I have Fastq reads something like

@HWI-ST1162:73:C0KEFACXX:6:1101:1816:1918 1:N:0:CGATGT
NACCCTAGAAATTATAAATCTCTTCAAGTGAGATTGTAAGGAGAAGGAGAAACTTGGTCTGGAATTTGTTATAAAAGCACTT
+
#1=DDFFFHHGGHIJJJJJIJJJJJJJJCHGHIIJJEFHIJIJJIIJIIIIJHHIJJFHIIJJJJJJJIJIJIJIIJHEHHHHFFFFFFEEEDEEEDCDDC

I aligned this fastq file with a reference genome using bowtie. How can I identify the sample name from this record?

I have demultiplexed fastq files for each sample and I also have barcode information file in the format

sample name    Index sequence
BC1                  CGATGT
BC2                  CGATGA

When I try to retrieve the alignment information using $sam->features() the seqID will be returned as

@HWI-ST1162:73:C0KEFACXX:6:1101:1816:1918

How can I get the 1:N:0:CGATGT part from the alignment information?

Thanks, Deeps

I'd suggest that you use SAM Read Groups to track samples.
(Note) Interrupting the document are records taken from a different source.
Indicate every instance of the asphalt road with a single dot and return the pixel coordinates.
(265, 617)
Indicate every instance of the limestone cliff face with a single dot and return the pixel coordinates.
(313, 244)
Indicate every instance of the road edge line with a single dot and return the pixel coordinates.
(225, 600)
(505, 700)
This would be done at the alignment stage....

If you want to keep the barcode in SAM file, you can add a non-space character in between the main header and the barcode section.
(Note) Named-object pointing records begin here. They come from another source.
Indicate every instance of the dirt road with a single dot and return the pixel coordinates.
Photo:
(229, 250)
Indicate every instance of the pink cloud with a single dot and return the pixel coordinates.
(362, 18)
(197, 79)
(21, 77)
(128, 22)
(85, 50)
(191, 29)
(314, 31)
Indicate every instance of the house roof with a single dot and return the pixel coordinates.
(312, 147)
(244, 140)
@HWI-ST1162:73:C0KEFACXX:6:1101:1816:1918 1:N:0:CGATGT

to be

@HWI-ST1162:73:C0KEFACXX:6:1101:1816:1918:1:N:0:CGATGT

here I used a colon ":", so if you parse this header, you can use split function to get the barcode.in Python

header="@HWI-ST1162:73:C0KEFACXX:6:1101:1816:1918:1:N:0:CGATGT"
barcode=header.rstrip("\n").split(":")[-1]
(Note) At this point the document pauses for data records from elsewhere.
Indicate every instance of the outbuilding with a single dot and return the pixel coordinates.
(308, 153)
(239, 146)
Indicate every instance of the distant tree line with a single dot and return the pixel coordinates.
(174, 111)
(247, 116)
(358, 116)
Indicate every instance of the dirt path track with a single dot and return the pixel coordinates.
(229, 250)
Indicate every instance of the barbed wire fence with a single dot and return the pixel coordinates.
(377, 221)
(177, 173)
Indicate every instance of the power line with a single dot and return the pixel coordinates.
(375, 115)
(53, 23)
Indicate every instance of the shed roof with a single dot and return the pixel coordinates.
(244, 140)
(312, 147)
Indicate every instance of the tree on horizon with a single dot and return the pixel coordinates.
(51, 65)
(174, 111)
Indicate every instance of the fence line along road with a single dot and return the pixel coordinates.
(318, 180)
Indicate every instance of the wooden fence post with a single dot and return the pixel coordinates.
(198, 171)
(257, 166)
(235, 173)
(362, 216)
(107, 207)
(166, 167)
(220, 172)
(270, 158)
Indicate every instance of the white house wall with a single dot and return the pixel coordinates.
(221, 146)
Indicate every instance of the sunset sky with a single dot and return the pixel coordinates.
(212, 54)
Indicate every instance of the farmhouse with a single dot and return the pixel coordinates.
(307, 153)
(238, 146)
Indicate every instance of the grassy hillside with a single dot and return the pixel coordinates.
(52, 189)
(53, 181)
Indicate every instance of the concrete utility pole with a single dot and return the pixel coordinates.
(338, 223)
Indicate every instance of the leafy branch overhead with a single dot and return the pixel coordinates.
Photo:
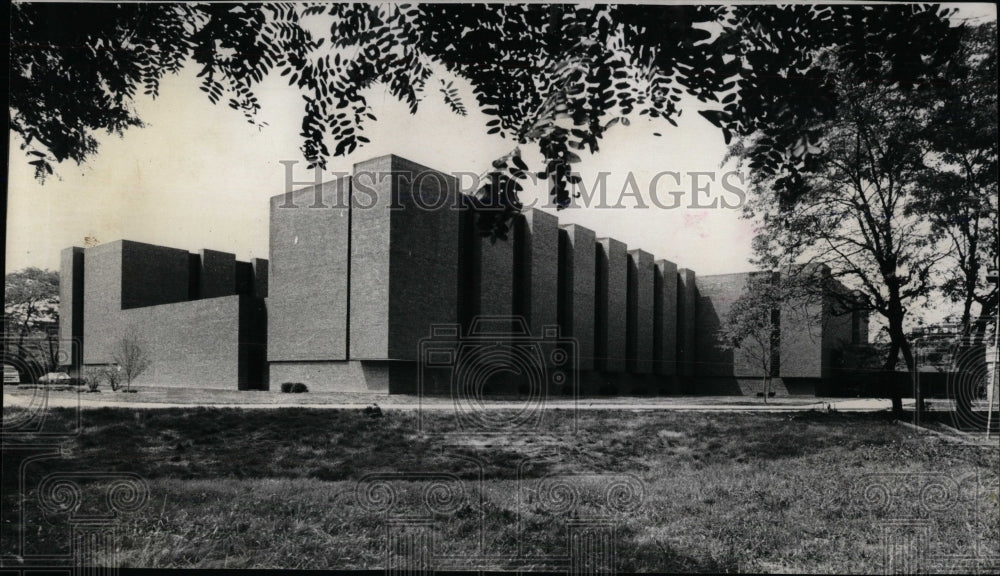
(555, 76)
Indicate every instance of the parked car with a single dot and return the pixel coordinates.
(11, 375)
(53, 377)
Normally, most of the mapper, i.e BWA or BOWTIE will truncate the header name after a space. so if you preprocess your FASTQ file into this new format you will save alot time. Otherwise, if you are not able to do the modification on the FASTQ reads, you can open the original FASTQ file and SAM file at same time to calibrate the line numbers and parse out the barcode.